Overlapped circadian probes
The number of circadian transcripts identified by different methods varies greatly (FDR < 0.05; Suppl. Fig. S4). Specifically, HAY and FIS derive a total of 40,020 and 5443 circadian transcripts from the 1 h/2 days empirical dataset, respectively. Higher frequency of temporal sampling (within the same time window length) is beneficial in reducing the controversy of circadian transcripts identified by different methods. There are 3759 mutual circadian transcripts (9.4% of all circadian transcripts) identified by 5 methods in the 1 h/2 days empirical dataset (Figure 4A). Interestingly, the same count is also obtained by 4 non-HAY methods (Figure 4B), which accounts for about 36.4% among all circadian transcripts identified by them. Likewise, in the 2 h/2 days empirical dataset, all 5 methods and 4 non-HAY methods yield 507 mutual circadian transcripts that account for about 1.4% and 10.2% of all circadian transcripts identified by 5 and 4 methods, respectively (Figure 4C and 4D).

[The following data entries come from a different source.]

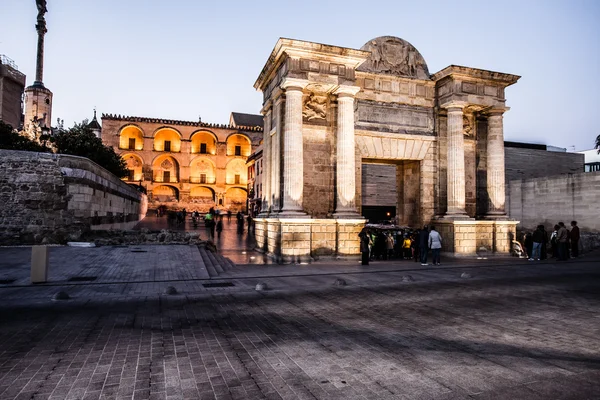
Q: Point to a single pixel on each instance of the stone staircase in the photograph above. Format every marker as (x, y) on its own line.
(216, 264)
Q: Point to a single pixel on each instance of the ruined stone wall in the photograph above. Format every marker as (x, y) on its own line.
(557, 198)
(379, 185)
(302, 240)
(53, 198)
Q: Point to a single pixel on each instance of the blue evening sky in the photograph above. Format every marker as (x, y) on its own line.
(181, 59)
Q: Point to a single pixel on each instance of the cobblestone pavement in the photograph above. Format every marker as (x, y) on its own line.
(493, 330)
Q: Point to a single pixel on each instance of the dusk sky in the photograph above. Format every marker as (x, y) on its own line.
(184, 59)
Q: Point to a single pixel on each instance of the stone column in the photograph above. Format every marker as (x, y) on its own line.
(345, 206)
(495, 164)
(293, 155)
(39, 67)
(266, 171)
(456, 161)
(276, 151)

Illustration of overlapped circadian transcripts identified by different methods. Venn diagrams display the relationship of identified circadian transcripts under the 1 h/2 days sampling pattern among 5 (A) or 4 (B) methods and under the 2 h/2 days sampling pattern among 5 (C) or 4 (D) methods at FDR < 0.05. Color available in the online version of this article.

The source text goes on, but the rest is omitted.